Bugert P, Gaul C, Weber K, Herbers J, Akhtar M, Ljungberg B, Kovacs G
Department of Urology, Ruprecht-Karls-University, Heidelberg, Germany.
Lab Invest. 1997 Feb;76(2):203-8.
The histologic diagnosis of chromophobe renal cell carcinomas is often uncertain because of phenotype overlap among different types of kidney cancers. Recently, in a novel genetic classification of renal cell tumors, a combination of monosomies of chromosomes 1, 2, 3, 6, 10, 13, 17, and 21 have been suggested to have a diagnostic value for this unique type of tumor. Therefore, we have analyzed fresh and paraffin-embedded tissues obtained from 42 chromophobe renal cell carcinomas for allelic losses at the above-mentioned chromosomal regions by employing microsatellite markers. Loss of chromosomes 1, 2, 6, 10, 13, and 17 was detected in between 75% and 95% of tumors, and loss of chromosome 21 was observed in 54% of cases. All but one tumor showed a combination of monosomies at the specific chromosomes. Thus, applying the set of microsatellite markers used in this study, a PCR-based diagnosis of chromophobe renal cell carcinomas could be established within 1 to 2 days. The general applicability of this approach to fresh and paraffin-embedded tissues allows a correct genetic characterization in all cases where a diagnosis based on histopathology remains uncertain.

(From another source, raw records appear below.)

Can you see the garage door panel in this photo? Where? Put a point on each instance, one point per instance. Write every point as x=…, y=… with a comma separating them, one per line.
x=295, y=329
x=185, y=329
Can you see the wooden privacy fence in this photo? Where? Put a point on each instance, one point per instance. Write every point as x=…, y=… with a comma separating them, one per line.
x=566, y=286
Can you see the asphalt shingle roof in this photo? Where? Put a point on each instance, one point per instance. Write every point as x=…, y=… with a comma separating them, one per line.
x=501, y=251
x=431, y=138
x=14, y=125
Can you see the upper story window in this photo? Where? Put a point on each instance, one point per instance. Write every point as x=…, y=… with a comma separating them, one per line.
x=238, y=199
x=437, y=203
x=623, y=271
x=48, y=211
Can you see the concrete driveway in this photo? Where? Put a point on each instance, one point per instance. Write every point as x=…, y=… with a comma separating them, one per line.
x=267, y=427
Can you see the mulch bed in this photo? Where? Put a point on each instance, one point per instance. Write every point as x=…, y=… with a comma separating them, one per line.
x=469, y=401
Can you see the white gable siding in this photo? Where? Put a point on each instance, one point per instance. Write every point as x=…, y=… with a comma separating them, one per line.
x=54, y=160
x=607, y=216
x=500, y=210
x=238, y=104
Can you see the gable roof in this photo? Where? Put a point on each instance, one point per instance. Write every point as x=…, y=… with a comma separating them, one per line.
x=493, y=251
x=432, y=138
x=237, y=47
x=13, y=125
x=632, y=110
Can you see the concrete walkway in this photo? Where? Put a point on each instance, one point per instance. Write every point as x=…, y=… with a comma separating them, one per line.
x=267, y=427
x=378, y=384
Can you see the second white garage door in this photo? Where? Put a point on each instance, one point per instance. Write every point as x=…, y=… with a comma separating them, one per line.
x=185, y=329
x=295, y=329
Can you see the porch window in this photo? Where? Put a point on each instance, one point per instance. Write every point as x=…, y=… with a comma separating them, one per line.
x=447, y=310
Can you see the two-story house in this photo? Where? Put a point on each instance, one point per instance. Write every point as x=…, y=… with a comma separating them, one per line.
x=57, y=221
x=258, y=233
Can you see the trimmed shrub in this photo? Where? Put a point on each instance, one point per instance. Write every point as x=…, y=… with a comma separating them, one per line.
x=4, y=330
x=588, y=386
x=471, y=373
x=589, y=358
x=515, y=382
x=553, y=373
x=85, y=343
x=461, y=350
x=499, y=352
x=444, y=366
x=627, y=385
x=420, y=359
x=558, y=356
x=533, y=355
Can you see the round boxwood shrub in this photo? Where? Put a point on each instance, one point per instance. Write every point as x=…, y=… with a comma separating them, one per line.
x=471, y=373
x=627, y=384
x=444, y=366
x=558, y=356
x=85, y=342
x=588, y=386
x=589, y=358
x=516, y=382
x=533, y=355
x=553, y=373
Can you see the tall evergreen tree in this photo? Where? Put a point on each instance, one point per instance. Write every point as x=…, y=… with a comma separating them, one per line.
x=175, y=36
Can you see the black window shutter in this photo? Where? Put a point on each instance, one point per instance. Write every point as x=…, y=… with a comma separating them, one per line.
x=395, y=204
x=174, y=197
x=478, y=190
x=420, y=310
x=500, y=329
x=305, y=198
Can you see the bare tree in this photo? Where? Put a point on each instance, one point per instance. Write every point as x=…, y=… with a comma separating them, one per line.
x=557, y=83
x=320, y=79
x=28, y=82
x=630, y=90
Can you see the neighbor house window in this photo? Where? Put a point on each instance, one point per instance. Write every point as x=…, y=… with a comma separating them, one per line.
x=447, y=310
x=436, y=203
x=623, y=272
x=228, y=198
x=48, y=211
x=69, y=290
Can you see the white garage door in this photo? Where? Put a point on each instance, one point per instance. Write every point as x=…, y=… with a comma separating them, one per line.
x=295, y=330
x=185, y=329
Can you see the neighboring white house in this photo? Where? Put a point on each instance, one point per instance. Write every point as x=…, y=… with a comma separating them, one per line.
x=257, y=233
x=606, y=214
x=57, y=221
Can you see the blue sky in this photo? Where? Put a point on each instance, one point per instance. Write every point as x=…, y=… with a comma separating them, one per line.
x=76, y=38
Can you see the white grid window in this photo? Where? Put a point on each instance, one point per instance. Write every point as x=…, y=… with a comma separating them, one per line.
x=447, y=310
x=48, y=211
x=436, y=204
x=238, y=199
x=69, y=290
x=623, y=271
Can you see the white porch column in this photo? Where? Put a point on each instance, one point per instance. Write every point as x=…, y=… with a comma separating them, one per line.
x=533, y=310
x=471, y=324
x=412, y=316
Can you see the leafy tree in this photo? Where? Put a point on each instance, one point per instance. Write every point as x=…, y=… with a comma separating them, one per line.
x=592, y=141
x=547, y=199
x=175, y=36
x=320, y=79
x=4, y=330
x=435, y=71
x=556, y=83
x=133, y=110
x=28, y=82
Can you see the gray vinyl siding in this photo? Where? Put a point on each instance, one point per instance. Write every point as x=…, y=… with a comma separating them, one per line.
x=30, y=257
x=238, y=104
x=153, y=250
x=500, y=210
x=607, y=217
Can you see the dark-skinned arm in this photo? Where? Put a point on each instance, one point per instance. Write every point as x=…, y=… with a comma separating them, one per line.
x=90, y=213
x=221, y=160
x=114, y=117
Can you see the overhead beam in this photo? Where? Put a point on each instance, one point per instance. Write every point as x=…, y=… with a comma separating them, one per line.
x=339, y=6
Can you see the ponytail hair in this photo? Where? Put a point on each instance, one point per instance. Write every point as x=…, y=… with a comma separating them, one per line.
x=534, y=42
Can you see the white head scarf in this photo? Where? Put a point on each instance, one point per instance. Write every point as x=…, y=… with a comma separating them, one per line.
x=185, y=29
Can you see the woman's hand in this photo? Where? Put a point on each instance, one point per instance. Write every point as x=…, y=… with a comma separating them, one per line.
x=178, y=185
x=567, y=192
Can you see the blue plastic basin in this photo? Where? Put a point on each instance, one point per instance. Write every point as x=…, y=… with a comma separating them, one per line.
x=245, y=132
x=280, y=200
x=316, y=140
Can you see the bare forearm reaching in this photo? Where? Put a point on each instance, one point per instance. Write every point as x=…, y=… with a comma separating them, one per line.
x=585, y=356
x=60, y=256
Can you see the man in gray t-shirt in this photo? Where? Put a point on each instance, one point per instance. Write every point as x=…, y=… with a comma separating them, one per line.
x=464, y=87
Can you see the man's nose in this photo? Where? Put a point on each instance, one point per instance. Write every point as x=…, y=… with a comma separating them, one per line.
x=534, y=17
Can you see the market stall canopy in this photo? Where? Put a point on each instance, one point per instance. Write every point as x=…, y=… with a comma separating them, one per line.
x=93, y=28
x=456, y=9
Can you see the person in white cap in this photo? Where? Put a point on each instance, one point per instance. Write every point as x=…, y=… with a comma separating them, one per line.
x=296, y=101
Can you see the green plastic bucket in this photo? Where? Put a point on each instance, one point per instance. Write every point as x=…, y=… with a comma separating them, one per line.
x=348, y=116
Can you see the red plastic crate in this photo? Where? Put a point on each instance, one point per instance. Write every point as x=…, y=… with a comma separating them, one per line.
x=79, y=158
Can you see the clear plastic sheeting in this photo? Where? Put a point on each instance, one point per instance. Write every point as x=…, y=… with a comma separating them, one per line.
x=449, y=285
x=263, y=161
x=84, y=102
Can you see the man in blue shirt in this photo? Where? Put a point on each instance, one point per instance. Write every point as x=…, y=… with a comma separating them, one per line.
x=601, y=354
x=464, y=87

由于不同类型肾癌之间存在表型重叠,嫌色性肾细胞癌的组织学诊断往往并不确定。最近,在一项肾细胞肿瘤的新基因分类研究中,有人提出1号、2号、3号、6号、10号、13号、17号和21号染色体单体的组合对这种独特类型的肿瘤具有诊断价值。因此,我们采用微卫星标记,分析了42例嫌色性肾细胞癌新鲜组织和石蜡包埋组织在上述染色体区域的等位基因缺失情况。在75%至95%的肿瘤中检测到1号、2号、6号、10号、13号和17号染色体缺失,54%的病例中观察到21号染色体缺失。除1例肿瘤外,所有肿瘤均显示特定染色体上存在单体组合。因此,应用本研究中使用的微卫星标记组合,基于聚合酶链反应的嫌色性肾细胞癌诊断可在1至2天内完成。这种方法对新鲜组织和石蜡包埋组织的普遍适用性,使得在所有基于组织病理学诊断仍不确定的病例中都能进行正确的基因特征分析。